IT boss fired over kiss cam: is it fair?
At a Coldplay concert in Boston, a "kiss cam" was displaying couples when it panned to a man and woman who didn't want to be shown together on the big screen. Instead of kissing the two ducked away. The video quickly went viral and as a result the man in the video, who happened to be CEO of IT firm Astronomer and was at the concert with the company's HR chief, lost his job. Europe's press reflects.

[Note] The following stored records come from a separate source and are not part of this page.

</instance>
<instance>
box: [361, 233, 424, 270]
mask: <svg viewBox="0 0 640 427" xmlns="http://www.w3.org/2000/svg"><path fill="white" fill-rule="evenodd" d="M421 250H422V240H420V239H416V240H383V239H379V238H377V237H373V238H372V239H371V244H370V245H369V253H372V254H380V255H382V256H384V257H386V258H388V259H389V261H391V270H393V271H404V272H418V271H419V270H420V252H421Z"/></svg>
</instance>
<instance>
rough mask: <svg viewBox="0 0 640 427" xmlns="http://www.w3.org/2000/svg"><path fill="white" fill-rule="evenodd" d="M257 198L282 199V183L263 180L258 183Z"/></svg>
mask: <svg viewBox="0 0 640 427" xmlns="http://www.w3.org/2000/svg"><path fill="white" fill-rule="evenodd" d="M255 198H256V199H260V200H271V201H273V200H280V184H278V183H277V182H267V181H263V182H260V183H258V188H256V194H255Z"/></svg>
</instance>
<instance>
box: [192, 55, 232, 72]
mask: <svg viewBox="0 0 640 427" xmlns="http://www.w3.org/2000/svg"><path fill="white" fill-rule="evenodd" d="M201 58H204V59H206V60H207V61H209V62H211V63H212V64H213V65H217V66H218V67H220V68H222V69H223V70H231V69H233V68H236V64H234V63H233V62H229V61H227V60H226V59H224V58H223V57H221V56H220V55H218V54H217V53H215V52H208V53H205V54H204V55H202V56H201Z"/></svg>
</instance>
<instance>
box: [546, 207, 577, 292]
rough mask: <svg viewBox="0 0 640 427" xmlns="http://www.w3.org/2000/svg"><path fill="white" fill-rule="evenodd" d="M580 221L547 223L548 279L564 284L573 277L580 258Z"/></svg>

Anyone could end up in the global pillory
Dagens Nyheter finds the case disturbing:
“No one is safe. Anyone caught in an embarrassing moment can become mere entertainment for the whole world. Is that what we want? Do we realise how, sitting staring at our phones, we are becoming part of a collective witch hunt? Anyone who shares the clip is helping to consolidate and perpetuate the surveillance society. Isn't it a disproportionately harsh punishment for the two people involved to be put in the global pillory for this? Doesn't the laughter stick in your throat a little?”
Revolting moralising
Writer and satirist Viktor Shenderovich complains on Facebook about prudish hypocrisy - now paired with digital surveillance:
“It's shameful (and idiotic) to fire a man, not because he wasn't able to do his job, but because he hugged the woman he wanted to hug - and not the one he should have been allowed to hug based on the 'standards of behaviour and responsibility' drawn up by his company union. I find this truly sickening. All this is of course trivial against the backdrop of the current global hypocrisy on far more serious matters, but it's nonetheless revolting. ... And also: comrades, get used to the digital re-education camp!”
What this is really about
The real problem isn't marital infidelity, writes Bálint Kovács, a book author specialising in the topic of sexual harassment, on Facebook:
“No, the only real problem here is that the boss is having an intimate relationship with his subordinate. In companies that take themselves halfway seriously this is prohibited. Not because it automatically involves a person higher up in the hierarchy taking advantage of someone lower down, but to avoid such suspicions arising in the first place. ... We shouldn't be talking about other people's private lives here, but about the problematic nature of boss-subordinate relationships. But it's harder to do this with just a few flippant, sarcastic remarks.”